Pour prévenir de telles tragédies, la mise en place de mécanismes de détection s’impose donc.

« Le profil des gens qui commettent ces massacres [est celui de] gens isolés en général, aliénés socialement dans le monde réel. On voit que plusieurs d’entre eux tentent vraiment d’être prolifiques sur Internet. Donc, il devrait peut-être y avoir un focus qui pourrait être mis en termes d’investigation, de détection, de délation », pense M. Lemieux.

Selon plusieurs sources, Nikolas Cruz était un jeune homme perturbé qui prenait plaisir à semer le trouble dans le voisinage, à vandaliser des maisons et à torturer de petits animaux. Il aurait écrit sur Internet qu’il voulait être un « professionnel des tueries d’écoles ». Les autorités étaient au courant de ce message publié l’automne dernier.

Élaborer un protocole

Au-delà de la détection, il faut qu’un protocole d’intervention soit appliqué. Toutefois, il n’existe pas de protocole clair établissant ce que la police devrait faire avec ces informations, déplore Frédéric Lemieux.

« La police n’a pas vraiment de recours. On ne peut pas les mettre en détention préventive. Il y a aussi un problème de communication dans le protocole. Si la police avait su, par exemple, que l’individu avait des problèmes scolaires, qu'il était marginalisé, qu’il allait être remercié par l’école et envoyé ailleurs, ces problèmes auraient pu former une meilleure image de la situation », affirme-t-il.
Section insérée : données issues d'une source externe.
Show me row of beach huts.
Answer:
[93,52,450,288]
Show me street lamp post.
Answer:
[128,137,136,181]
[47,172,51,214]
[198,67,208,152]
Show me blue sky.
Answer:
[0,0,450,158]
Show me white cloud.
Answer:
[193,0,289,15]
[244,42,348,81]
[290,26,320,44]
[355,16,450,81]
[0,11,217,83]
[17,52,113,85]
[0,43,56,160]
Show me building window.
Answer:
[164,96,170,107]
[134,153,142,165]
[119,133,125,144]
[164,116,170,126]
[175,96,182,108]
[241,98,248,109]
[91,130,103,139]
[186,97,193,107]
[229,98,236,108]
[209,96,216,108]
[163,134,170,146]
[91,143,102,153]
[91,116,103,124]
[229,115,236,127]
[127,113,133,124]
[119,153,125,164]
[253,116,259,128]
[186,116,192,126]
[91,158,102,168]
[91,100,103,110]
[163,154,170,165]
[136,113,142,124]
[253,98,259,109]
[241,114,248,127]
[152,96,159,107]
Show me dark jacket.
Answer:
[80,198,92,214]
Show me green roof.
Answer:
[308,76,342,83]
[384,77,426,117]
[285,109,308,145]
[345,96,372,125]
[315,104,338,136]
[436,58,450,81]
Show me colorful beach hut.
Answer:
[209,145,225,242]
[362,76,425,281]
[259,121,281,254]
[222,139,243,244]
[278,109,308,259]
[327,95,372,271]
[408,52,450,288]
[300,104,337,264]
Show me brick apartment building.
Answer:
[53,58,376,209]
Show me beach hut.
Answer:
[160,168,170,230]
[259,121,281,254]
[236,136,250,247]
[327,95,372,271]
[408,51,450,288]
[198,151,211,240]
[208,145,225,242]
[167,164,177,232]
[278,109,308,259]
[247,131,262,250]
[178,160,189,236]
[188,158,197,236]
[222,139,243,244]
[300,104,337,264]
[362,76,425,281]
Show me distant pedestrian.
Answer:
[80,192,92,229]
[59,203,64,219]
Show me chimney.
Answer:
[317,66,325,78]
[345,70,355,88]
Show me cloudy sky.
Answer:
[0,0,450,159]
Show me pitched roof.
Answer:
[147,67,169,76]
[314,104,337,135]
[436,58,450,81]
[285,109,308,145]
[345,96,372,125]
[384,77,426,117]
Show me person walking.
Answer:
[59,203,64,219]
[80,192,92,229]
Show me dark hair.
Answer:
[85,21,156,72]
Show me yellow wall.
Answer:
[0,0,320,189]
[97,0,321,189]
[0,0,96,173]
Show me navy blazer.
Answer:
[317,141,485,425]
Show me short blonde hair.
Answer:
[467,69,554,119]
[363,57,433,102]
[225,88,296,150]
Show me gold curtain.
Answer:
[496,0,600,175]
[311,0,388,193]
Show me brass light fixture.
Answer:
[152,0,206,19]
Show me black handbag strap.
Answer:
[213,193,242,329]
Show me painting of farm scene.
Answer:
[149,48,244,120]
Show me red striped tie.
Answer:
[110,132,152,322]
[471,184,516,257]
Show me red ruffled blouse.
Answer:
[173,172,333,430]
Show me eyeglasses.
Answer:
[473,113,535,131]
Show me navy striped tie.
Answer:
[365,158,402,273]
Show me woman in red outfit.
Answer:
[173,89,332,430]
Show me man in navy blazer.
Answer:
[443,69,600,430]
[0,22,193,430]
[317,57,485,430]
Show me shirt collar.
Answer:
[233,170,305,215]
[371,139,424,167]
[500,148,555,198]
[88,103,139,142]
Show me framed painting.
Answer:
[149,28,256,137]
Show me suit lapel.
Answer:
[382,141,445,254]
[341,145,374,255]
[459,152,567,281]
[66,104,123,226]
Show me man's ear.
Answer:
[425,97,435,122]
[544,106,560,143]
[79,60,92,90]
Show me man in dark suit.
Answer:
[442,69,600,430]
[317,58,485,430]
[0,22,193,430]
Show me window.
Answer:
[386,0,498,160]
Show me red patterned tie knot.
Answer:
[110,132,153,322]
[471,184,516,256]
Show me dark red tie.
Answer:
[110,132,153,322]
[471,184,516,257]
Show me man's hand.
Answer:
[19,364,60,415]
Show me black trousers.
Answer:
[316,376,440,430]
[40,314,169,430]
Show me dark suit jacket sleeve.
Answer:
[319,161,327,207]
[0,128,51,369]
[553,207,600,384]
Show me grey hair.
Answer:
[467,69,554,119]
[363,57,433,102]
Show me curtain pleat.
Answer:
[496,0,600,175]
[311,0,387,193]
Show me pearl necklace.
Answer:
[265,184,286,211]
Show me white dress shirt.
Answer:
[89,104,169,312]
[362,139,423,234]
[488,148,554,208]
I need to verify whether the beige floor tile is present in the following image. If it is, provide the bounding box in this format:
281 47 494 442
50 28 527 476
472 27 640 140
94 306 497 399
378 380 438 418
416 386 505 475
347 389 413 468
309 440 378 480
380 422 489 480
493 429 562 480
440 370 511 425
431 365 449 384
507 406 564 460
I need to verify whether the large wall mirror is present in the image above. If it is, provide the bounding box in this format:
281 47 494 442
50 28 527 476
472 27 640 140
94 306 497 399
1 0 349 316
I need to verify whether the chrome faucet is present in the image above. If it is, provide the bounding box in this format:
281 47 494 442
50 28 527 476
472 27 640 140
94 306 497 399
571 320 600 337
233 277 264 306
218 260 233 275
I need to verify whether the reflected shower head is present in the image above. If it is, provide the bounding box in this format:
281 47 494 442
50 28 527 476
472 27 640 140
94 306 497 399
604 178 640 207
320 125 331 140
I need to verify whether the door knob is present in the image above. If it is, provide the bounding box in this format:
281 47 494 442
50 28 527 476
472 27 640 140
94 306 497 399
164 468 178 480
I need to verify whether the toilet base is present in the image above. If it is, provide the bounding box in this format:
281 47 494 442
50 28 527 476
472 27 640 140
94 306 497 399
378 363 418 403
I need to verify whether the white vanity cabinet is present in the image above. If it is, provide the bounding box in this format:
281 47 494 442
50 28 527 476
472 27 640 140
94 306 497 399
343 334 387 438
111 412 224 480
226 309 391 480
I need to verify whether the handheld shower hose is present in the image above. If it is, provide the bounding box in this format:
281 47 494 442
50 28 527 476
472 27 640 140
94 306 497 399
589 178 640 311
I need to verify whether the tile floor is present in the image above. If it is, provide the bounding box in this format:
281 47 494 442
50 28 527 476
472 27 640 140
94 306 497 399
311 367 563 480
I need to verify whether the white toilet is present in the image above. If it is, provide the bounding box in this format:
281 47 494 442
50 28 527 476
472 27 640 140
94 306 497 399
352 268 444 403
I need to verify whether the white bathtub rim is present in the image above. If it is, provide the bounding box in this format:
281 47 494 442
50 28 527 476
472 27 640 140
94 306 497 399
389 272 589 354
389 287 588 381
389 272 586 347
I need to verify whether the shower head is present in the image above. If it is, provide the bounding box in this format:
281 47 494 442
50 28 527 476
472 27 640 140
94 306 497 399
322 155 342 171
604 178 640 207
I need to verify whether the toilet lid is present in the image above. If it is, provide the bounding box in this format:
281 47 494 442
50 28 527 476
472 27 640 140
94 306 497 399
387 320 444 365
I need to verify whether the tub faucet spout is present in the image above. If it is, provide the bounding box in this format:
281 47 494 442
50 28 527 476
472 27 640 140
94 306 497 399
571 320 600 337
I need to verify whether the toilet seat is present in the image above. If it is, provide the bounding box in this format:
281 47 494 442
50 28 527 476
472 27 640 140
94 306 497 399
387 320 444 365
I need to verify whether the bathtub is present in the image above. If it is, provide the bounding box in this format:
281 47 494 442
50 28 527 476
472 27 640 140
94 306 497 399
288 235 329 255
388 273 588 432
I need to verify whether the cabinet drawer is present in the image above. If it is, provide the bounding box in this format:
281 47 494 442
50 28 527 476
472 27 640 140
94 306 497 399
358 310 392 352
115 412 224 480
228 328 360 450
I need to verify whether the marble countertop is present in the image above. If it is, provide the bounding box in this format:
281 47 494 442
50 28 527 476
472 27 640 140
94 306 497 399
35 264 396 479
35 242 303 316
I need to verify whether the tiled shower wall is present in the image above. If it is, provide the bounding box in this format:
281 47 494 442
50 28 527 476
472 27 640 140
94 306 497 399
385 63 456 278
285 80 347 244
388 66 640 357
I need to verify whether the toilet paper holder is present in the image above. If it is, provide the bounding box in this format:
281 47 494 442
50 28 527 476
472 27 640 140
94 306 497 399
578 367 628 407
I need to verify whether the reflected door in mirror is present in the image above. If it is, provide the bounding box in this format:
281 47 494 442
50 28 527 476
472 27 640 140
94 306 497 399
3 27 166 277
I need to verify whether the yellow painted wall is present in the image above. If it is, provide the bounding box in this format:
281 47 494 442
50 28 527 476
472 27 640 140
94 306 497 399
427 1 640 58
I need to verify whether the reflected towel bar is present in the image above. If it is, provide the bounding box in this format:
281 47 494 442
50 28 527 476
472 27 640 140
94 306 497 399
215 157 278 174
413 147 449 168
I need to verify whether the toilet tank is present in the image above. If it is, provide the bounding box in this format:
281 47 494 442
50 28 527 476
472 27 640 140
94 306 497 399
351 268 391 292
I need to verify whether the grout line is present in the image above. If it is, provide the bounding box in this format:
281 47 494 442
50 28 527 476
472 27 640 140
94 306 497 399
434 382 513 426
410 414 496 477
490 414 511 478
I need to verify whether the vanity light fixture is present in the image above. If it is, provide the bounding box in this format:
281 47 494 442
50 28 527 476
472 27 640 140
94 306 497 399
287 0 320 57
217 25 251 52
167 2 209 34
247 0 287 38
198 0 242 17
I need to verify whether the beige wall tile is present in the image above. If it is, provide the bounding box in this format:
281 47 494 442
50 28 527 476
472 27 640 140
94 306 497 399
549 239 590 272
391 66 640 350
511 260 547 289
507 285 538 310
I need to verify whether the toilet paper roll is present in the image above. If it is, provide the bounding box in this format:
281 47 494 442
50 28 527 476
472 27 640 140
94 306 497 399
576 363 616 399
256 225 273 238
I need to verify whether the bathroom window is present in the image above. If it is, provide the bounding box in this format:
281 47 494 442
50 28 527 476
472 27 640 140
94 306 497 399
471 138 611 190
Le shérif du comté de Broward en Floride, Scott Israel, abonde dans le même sens. Il croit que les forces de l’ordre doivent avoir le pouvoir d’appréhender un individu menaçant et de l’emmener contre son gré consulter des professionnels de la santé.
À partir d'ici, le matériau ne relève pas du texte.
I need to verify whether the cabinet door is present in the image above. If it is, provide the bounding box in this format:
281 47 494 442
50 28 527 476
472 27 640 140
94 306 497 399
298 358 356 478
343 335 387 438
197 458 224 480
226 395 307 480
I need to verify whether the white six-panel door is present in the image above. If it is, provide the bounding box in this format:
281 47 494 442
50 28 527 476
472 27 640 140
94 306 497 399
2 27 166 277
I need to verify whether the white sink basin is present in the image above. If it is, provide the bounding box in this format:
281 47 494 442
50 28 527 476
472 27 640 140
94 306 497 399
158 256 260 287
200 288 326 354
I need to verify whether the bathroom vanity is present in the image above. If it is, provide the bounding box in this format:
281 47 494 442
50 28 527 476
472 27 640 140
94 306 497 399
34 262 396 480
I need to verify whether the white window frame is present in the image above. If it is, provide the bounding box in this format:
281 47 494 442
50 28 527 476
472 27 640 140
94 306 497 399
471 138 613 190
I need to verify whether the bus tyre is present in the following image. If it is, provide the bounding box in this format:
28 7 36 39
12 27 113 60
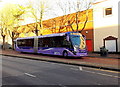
63 51 68 57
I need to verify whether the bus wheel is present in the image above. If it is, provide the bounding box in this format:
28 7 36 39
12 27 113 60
63 51 68 57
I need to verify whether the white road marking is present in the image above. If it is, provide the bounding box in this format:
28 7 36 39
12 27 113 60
25 73 36 78
79 67 83 70
70 68 79 70
83 70 120 78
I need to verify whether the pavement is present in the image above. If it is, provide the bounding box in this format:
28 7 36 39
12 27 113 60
0 49 120 71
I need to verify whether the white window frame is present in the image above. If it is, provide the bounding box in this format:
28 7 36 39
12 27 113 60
103 6 113 17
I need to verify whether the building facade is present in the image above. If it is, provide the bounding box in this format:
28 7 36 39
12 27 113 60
93 0 120 52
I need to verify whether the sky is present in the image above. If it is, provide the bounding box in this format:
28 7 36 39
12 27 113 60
0 0 109 24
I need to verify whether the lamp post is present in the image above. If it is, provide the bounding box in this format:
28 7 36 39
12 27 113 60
35 29 39 36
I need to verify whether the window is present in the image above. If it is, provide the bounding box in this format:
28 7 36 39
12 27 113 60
105 7 112 16
38 36 70 47
17 39 34 47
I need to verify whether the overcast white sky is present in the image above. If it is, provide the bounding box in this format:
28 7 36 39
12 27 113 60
0 0 110 22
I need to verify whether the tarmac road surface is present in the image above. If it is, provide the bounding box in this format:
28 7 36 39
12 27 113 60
1 56 120 87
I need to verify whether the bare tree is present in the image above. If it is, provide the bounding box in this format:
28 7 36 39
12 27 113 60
54 0 95 32
29 0 51 36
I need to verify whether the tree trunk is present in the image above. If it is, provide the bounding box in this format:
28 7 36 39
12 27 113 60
2 35 5 50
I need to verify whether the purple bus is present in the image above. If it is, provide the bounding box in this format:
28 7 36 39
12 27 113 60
15 32 87 57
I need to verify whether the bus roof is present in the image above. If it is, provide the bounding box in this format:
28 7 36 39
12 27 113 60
16 32 78 40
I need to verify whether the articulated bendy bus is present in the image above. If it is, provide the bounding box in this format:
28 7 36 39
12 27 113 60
15 32 87 57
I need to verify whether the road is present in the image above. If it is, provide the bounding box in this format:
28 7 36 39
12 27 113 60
1 56 120 87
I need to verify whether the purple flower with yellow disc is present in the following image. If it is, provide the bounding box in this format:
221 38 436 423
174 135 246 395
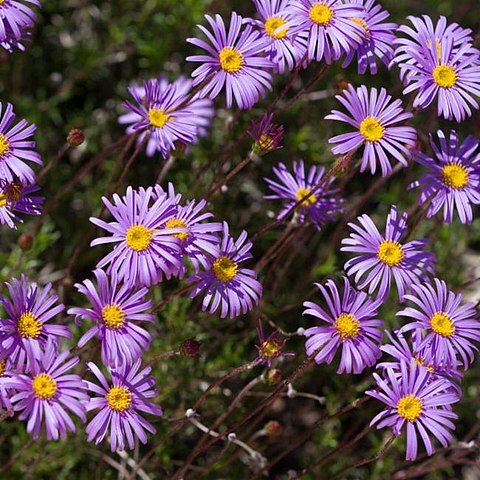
0 356 13 415
90 187 186 287
253 0 307 73
393 15 475 83
303 277 383 373
289 0 365 63
366 361 460 460
397 279 480 369
119 77 214 158
325 85 417 176
0 275 72 370
187 222 262 318
0 180 44 228
0 102 42 183
0 0 40 52
403 36 480 122
0 341 89 440
86 360 163 452
340 205 435 301
187 12 274 109
67 270 155 367
342 0 398 75
264 160 344 229
408 130 480 223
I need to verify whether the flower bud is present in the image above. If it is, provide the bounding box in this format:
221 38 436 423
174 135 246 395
263 420 283 437
67 128 85 147
18 233 33 251
180 338 202 357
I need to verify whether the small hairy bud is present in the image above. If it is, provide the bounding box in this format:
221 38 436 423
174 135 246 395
180 338 202 357
67 128 85 147
263 420 283 437
18 233 33 251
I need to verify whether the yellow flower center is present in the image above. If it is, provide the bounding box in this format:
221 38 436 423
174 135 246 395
309 2 333 27
350 17 370 38
165 218 188 242
377 240 404 267
17 312 43 338
430 312 455 337
333 313 360 342
219 47 244 73
257 133 274 152
262 340 280 358
102 304 125 329
148 108 171 128
105 387 132 412
442 163 468 188
265 17 288 40
360 117 385 142
295 188 317 206
212 255 238 282
397 395 422 422
433 65 457 88
125 225 153 252
32 373 57 400
0 133 10 157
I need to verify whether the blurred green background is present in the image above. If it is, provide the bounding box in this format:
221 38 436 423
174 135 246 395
0 0 480 480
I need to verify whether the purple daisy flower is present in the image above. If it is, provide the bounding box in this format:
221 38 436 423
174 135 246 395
303 277 383 373
90 187 185 287
397 279 480 370
86 360 163 452
187 12 274 109
407 130 480 223
342 0 398 75
247 113 283 156
0 341 89 440
366 361 460 460
119 77 214 158
187 222 262 318
340 205 435 301
0 180 44 228
403 36 480 122
0 0 40 52
289 0 365 63
393 15 475 80
264 160 344 229
155 183 222 278
253 0 307 73
325 85 417 176
0 275 72 370
0 102 42 183
67 270 155 367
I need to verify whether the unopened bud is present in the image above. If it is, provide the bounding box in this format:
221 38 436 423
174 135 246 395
262 368 282 386
67 128 85 147
18 233 33 251
263 420 283 437
180 338 202 357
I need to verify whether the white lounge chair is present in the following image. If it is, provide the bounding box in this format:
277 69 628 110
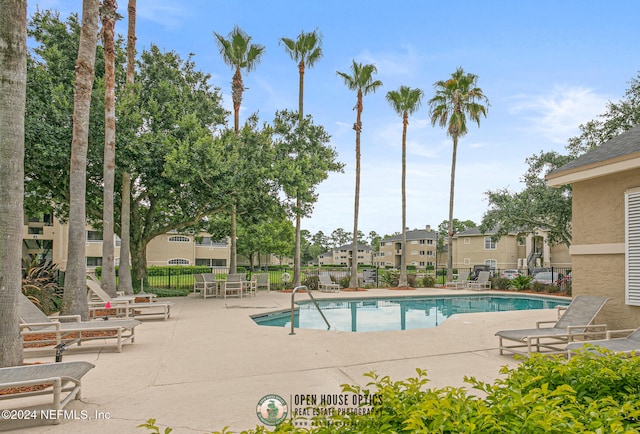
467 271 491 291
318 274 340 292
18 294 141 352
567 328 640 357
0 361 94 424
444 271 469 289
496 295 609 355
87 279 172 320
« On doit pouvoir les forcer à subir des examens. On va dire que c’est une violation des droits. D’accord. Mais ces enfants qui venaient à l’école avec leurs livres et leurs crayons, ils n’avaient pas le droit d’être protégés par le gouvernement américain? » demande M. Israel.

Scott Israel a confirmé que Nikolas Cruz avait été expulsé de l’école secondaire Marjory Stoneman Douglas l’an dernier pour des « raisons disciplinaires ». Le shérif a lui-même convenu que le profil numérique de Nikolas Cruz était « très, très inquiétant ».